A professor has a bit of an infatuation with his niece; the professor's wife, a cosmopolitan lady of leisure, takes up with a flashy aviator, mainly, it seems, to torment a sculptor who loves her; turn up the heat, stir, and wait for the boil...
The DVD release's jacket does a mild disservice to Mauritz Stiller's Erotikon (1920) by stating that its slyly sardonic approach to sexual intrigue inspired Ernst Lubitsch. As the only Lubitsch film I've seen that predates Erotikon is the preposterous and galumphing Eyes of the Mummy, I'm prepared to accept that Lubitsch had a significant epiphany that helped him become the sort of filmmaker who could make The Marriage Circle. But the expectation is thus set that Erotikon will have an effervescent comic pace and a constantly winking eye like a Lubitsch film of the 30s-- and that is not the case.
A better touchstone for the film is The Rules of the Game (not least because an aviator plays so prominent a role), a movie which observes, with the sad empathy of a veteran priest with many Saturdays spent listening to confession behind him, the desperate efforts of a group of humans to chase after happiness-- only to make things worse in most cases. Erotikon begins with a fussy middle-aged professor lecturing on bigamous beetles (oddly anticipating the recent movie biography of Dr. Kinsey), and takes a consciously scientific detachment toward its characters as they scurry about, trying to keep mortality at bay by finding some form of erotic excitement in lives which are a bit too settled, under-occupied and, it appears, sexually frustrated. A comedy, yes, and even one that wraps up in high spirits, and yet a comedy that's touched throughout by melancholy, and played with a sort of gravity and a deliberate pace that gives us time to feel the hurt under the surface.
Or so it seemed to me when I watched it tonight. Then I watched the "intro" by the film scholar Peter Cowie, and learned that Erotikon is quite the opposite. Unlike Smiles of a Summer Night, another obvious comparison, Erotikon's comedy does not have a moralistic melancholy undertone, says Cowie. What struck me as gravity, like Preston Sturges slowed down to Douglas Sirk if not Carl Dreyer, strikes Cowie as "frothy."
How to account for the fact that Cowie sees a completely different Erotikon than I do? Well, for one thing, I suppose he has far more experience of Scandinavian cinema on which to build his preconceptions; next to a diet of Sjostrom, Bergman, Strindberg and Hamsun, Erotikon IS frothy, I'm sure. And I doubt he had seen it, the first few times at least, with the particular score on this DVD, a Celtic dirge that seems to belong to a production of "The Death of Cuchulain" more than it does to a 1920s drawing room comedy; it certainly puts the film in a dourer key than a conventional romantic comedy score would have. Maybe I'll try watching it again with something peppier, and see if it's a different movie.

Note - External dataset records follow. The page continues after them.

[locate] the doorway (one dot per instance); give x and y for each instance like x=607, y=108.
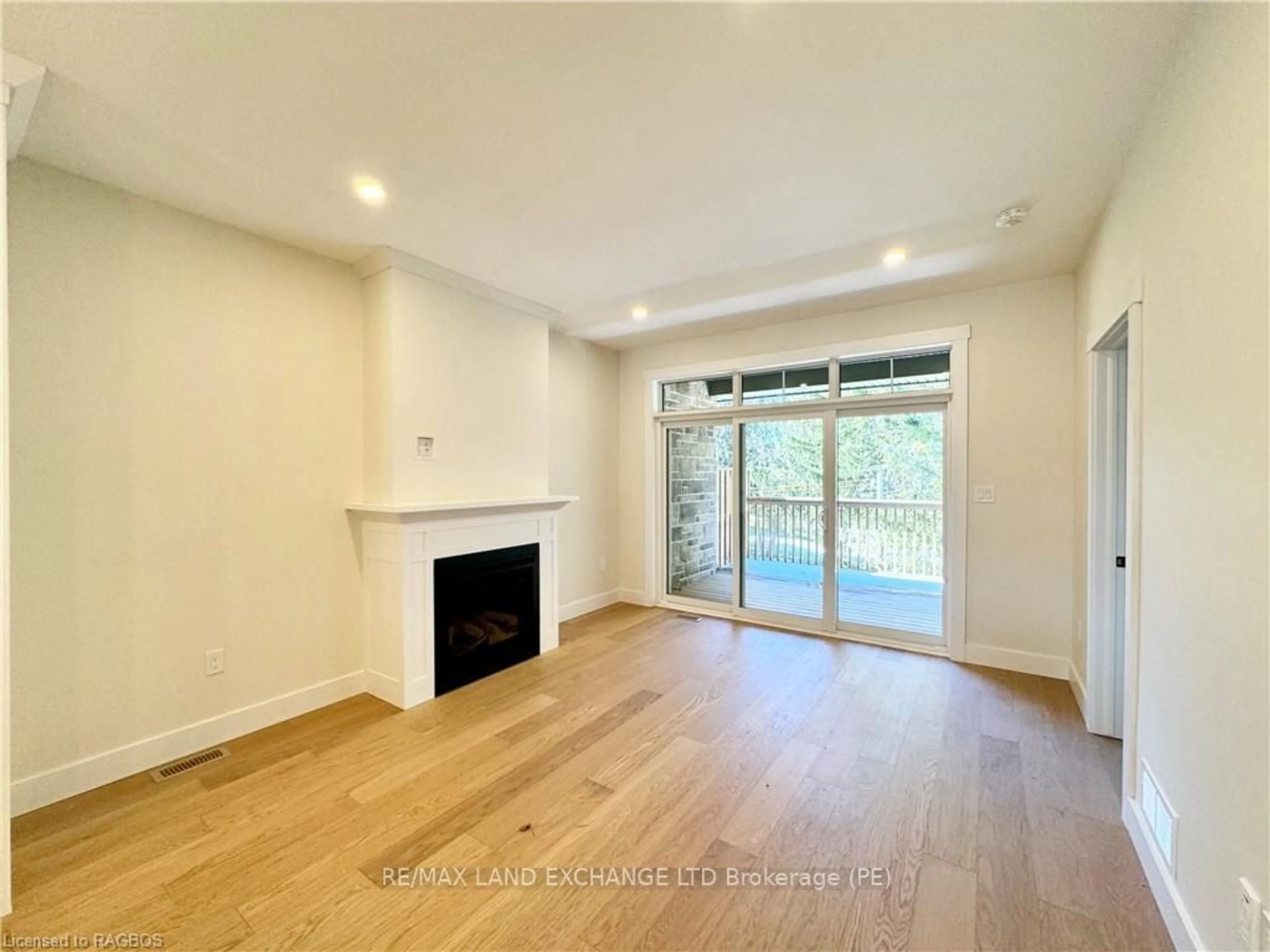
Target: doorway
x=1109, y=558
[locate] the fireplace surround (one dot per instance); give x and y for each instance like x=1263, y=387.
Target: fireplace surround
x=486, y=614
x=401, y=547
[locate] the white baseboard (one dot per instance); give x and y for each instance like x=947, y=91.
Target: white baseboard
x=634, y=597
x=1078, y=687
x=384, y=687
x=1182, y=927
x=42, y=789
x=592, y=603
x=1024, y=662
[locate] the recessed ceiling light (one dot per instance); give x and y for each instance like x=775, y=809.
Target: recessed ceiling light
x=370, y=191
x=1009, y=218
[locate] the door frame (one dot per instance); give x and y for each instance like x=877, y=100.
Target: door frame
x=1107, y=370
x=957, y=487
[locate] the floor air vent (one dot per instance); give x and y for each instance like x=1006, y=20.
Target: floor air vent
x=189, y=763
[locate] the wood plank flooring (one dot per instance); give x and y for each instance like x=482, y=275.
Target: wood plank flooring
x=646, y=740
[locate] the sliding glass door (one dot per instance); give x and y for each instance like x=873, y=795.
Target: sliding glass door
x=699, y=512
x=889, y=526
x=783, y=563
x=816, y=496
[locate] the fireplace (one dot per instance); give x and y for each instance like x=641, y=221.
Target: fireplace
x=486, y=614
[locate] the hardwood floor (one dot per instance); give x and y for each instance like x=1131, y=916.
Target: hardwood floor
x=646, y=740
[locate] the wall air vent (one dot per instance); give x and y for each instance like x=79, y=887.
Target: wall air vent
x=189, y=763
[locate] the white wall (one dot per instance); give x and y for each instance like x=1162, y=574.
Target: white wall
x=187, y=429
x=583, y=449
x=1020, y=441
x=465, y=371
x=1189, y=221
x=6, y=709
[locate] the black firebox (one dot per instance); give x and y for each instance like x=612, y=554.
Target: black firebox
x=487, y=611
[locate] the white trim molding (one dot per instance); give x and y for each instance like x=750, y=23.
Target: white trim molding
x=592, y=603
x=1078, y=682
x=50, y=786
x=1178, y=921
x=1024, y=662
x=634, y=597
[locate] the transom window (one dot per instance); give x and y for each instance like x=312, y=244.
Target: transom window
x=892, y=375
x=785, y=386
x=853, y=377
x=698, y=394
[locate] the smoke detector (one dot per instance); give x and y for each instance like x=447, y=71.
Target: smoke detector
x=1010, y=218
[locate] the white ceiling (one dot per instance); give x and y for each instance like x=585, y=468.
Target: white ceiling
x=705, y=160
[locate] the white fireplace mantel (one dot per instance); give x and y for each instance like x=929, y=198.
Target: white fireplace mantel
x=401, y=542
x=432, y=511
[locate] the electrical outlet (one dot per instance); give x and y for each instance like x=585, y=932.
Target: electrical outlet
x=1250, y=917
x=215, y=662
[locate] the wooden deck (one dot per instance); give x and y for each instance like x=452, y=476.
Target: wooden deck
x=916, y=612
x=646, y=740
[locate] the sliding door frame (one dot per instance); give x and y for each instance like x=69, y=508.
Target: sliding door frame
x=955, y=509
x=939, y=403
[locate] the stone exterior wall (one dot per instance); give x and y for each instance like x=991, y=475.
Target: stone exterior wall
x=694, y=475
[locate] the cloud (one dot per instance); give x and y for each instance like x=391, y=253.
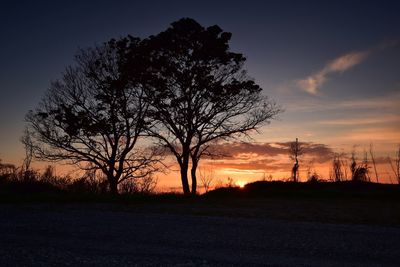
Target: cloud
x=254, y=152
x=357, y=121
x=312, y=83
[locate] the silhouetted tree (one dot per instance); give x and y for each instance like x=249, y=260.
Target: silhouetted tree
x=295, y=151
x=359, y=172
x=371, y=153
x=93, y=114
x=199, y=93
x=338, y=168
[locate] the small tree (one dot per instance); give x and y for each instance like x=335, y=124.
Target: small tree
x=337, y=168
x=396, y=165
x=206, y=178
x=295, y=151
x=371, y=153
x=94, y=115
x=359, y=172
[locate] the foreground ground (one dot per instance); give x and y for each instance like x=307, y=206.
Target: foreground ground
x=188, y=234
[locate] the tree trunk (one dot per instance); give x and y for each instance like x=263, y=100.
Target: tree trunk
x=113, y=183
x=193, y=174
x=184, y=175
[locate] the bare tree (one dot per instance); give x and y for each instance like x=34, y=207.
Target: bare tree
x=359, y=172
x=371, y=153
x=93, y=114
x=295, y=151
x=199, y=93
x=26, y=140
x=206, y=178
x=396, y=165
x=338, y=168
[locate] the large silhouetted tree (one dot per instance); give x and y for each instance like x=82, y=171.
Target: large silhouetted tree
x=199, y=92
x=93, y=116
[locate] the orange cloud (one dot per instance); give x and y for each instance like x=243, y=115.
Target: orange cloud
x=312, y=83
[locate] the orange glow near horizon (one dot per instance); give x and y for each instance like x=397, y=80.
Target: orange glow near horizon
x=241, y=184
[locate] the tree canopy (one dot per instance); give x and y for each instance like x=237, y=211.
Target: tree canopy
x=198, y=92
x=95, y=118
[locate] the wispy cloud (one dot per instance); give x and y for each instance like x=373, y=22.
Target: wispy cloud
x=313, y=83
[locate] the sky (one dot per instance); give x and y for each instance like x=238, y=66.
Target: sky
x=333, y=66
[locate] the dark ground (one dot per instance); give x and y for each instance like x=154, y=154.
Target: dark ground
x=264, y=224
x=188, y=234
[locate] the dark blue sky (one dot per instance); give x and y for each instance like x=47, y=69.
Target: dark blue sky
x=284, y=41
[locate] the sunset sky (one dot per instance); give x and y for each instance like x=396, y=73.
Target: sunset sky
x=334, y=67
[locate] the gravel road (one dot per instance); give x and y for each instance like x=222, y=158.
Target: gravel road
x=97, y=236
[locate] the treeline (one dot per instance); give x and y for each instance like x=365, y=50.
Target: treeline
x=127, y=103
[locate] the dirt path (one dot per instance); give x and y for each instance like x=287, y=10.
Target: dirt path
x=68, y=236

Adding to the uncertainty of tone is the fact that the film contains a wide variety of acting styles. Tora Teje (as the socialite wife) and Lars Hanson (as the sculptor) are highly effective in a theatrical, heightened-naturalism sort of way, while Anders de Wahl as the husband and especially Torsten Hammaren as an aged professor who seems to be the Swedish answer to Mr. Muckle in It's a Gift are caricatures of woolly-headed academia. It's a bit like Deborah Kerr in Bonjour Tristesse being married to Fred MacMurray in The Absent-Minded Professor.
Despite this mismatch-- perhaps to be expected in such a trailblazing comedy with no apparent models to follow, other than its stage original-- Erotikon is a striking and interesting film, one of the few silents that seems to leap out of the period, untouched by the customary moralizing Victorian preconceptions of what is proper behavior for its characters (and proper punishment for those who violate it). Erotikon simply observes what these creatures do naturally; applying morals to them would be self-delusion, and Erotikon is a movie largely free of illusions.